The small tank (see Figure 6), where the MOLNBs were sonicated, was positioned with its horizontal axis aligned with the axial field along z-direction generated by a permanent cuboid magnet of neodymium covered with Ni-Cu-Ni with dimensions 50 × 50 × 20 mm3 (https://calamite.org), inducing a field 1.26−1.29 T. The value of residual magnetization of the permanent magnet is in the range of 1.00−1.03 × 106 A/m. The field lines were investigated using iron filings showing an intense magnetic induction almost parallel to the axial direction. Simulations of magnetic field lines were obtained using the analytical expression of the three-dimensional flux density distribution [13,37].

Figure 6

(a) A sketch of the setup used for the imaging of MOLNBs in absence and presence of the magnetic field produced by the cuboid magnet. (b) Projection of magnetic field lines in the XZ plane assessed by the z-direction of the magnetic field.

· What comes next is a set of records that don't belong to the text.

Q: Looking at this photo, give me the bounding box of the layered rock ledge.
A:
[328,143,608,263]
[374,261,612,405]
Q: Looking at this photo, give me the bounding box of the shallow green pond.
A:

4.9. US Imaging Monitoring

B-mode US imaging was carried out to investigate the response of MOLNBs to the external magnetic field due to their excellent echogenicity [5]. MOLNBs at concentration 1 × 1010 NB/mL were injected in a plastic tank containing demineralized water by means of syringe positioned as indicated in Figure 6. The plastic tank was made by 3D printer to obtain the dimensions 7.5 × 2 × 3 cm3 to well fit with the probe dimension. A sketch of the setup is shown in Figure 6a. The experiment was performed at a temperature of 20 °C. MOLNBs were sonicated by an US clinical equipment (MyLab™25Gold Esaote, Genova, Italy), connected to a linear array transducer (LA523, 7.5 MHz central frequency, Esaote, Genova, Italy) operating in B-mode using the small parts imaging preset. B-mode cineloops (60 sec) were acquired and recorded for postproduction both in the absence and in the presence of the permanent magnet exerting a magnetic force in the direction of injection (see Figure 6b). Snapshots from cineloops were extracted at different time frames (5, 15, 25, 55 sec) after the initial injection and compared in the different conditions.

5. Conclusions

Our study provides a complete characterization of the physicochemical properties of MOLNBs and demonstrates their biocompatibility and safety in the case of systemic administration. In addition, this nanoformulation might be considered a good starting point for developing a system able to cross the brain membranes, main obstacle to enter CNS. Furthermore, our preliminary results highlighted the capability of MOLNBs to be magnetically driven. Summarizing, this work opens new opportunities to consider MOLNBs in targeting brain tumors since they can deliver oxygen (potentiating radiotherapy) and chemotherapy drugs, being driven by ad hoc tailored magnetic fields under MRI and/or US monitoring.